Le grand évènement culturel de Venise 2026 a commencé dans la polémique liée à l’ouverture contestée de trois pavillons (Israël, USA, Russie. Lire Voir et Dire) aux Giardini. Or, la Biennale est bien autre chose, car elle se déroule dans toute la ville : 100 pavillons nationaux, 31 évènements collatéraux, sans compter les fondations privées ; des centaines d’artistes sont découverts par plus de 500 000 visiteurs pendant sept mois ! De nouvelles institutions s’y installent en permanence ; la Sérénissime attire quel que soit l’environnement international. On ne peut tout voir !
Le titre donné par la directrice artistiques « En mode mineur » semble totalement décalé par rapport aux menaces du temps. Mais c’est le parti pris par la Commissaire artistiques Koyo Kouoh pour le pavillon international des Giardini et la corderie de l’Arsenale. Et son approche est un vrai souhait de ce que peut apporter l’art (Lire Voir et Dire).
Or, la Biennale se compose principalement de pavillons nationaux qui sont des entités autonomes désignant un ou plusieurs collectifs d’artistes pour représenter leur pays. Ils ne sont pas censés respecter ce titre, ils sont libres. Les médias se sont saisis de cette diversité en désignant les pavillons à ne pas manquer Voir et Dire, de son côté, a déjà analysé quelques pavillons pour leur thématique très spécifique (Performances,mystique). Mais, il en a retenu aussi une douzaine d’autres pour leur forme ou leur fond.

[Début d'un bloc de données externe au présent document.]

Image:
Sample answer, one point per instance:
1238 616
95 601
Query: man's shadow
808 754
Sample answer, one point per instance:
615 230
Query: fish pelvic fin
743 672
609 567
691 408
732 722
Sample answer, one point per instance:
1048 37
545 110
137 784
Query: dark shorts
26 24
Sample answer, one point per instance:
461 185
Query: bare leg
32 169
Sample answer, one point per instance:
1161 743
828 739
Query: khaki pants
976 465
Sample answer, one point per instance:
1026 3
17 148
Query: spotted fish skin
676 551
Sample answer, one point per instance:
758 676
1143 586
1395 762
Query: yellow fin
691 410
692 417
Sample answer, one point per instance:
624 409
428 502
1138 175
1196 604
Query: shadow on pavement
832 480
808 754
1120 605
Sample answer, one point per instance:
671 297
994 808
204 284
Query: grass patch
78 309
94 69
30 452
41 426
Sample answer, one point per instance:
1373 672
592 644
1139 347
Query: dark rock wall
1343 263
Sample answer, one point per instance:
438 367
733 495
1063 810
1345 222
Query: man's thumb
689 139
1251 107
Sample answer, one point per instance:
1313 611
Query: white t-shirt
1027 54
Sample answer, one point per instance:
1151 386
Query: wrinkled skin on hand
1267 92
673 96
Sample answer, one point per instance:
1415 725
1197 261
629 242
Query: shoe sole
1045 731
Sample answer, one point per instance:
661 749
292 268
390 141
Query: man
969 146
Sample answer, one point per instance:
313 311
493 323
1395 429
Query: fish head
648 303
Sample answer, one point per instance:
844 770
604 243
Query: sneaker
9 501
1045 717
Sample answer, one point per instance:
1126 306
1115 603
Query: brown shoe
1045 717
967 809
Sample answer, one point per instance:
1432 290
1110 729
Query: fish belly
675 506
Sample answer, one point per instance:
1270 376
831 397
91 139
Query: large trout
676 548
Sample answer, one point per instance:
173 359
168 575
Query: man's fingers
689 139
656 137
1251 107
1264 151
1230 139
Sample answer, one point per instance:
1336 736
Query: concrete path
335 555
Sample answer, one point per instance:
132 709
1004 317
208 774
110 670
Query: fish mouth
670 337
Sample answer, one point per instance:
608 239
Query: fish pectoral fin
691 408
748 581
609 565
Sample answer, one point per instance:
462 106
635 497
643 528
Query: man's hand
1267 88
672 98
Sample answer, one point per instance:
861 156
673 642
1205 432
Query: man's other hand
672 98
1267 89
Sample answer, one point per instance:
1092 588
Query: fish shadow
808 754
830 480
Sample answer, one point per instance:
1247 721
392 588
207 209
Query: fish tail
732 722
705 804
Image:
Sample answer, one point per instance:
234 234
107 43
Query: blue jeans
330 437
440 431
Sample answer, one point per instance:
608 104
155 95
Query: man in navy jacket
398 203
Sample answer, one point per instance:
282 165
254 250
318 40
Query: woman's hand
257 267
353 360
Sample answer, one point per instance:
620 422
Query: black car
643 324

La tonalité 2026 n’est pas globalement spectaculaire et passer de la pensée profonde sur l’art de Koyo Kouoh à celle des pavillons fait ressentir une rupture. Du « mode mineur » où le souci de l’attention, de l’écoute des marges ou encore l’invitation à ralentir pour entrer dans une méditation sur l’art de la réparation, on passe à la clameur, à la démonstration de ce que chaque pays juge le meilleur ou le plus significatif chez lui. Le choc est grand. Dès que la déception apparaît, on presse le pas pour voir autre chose.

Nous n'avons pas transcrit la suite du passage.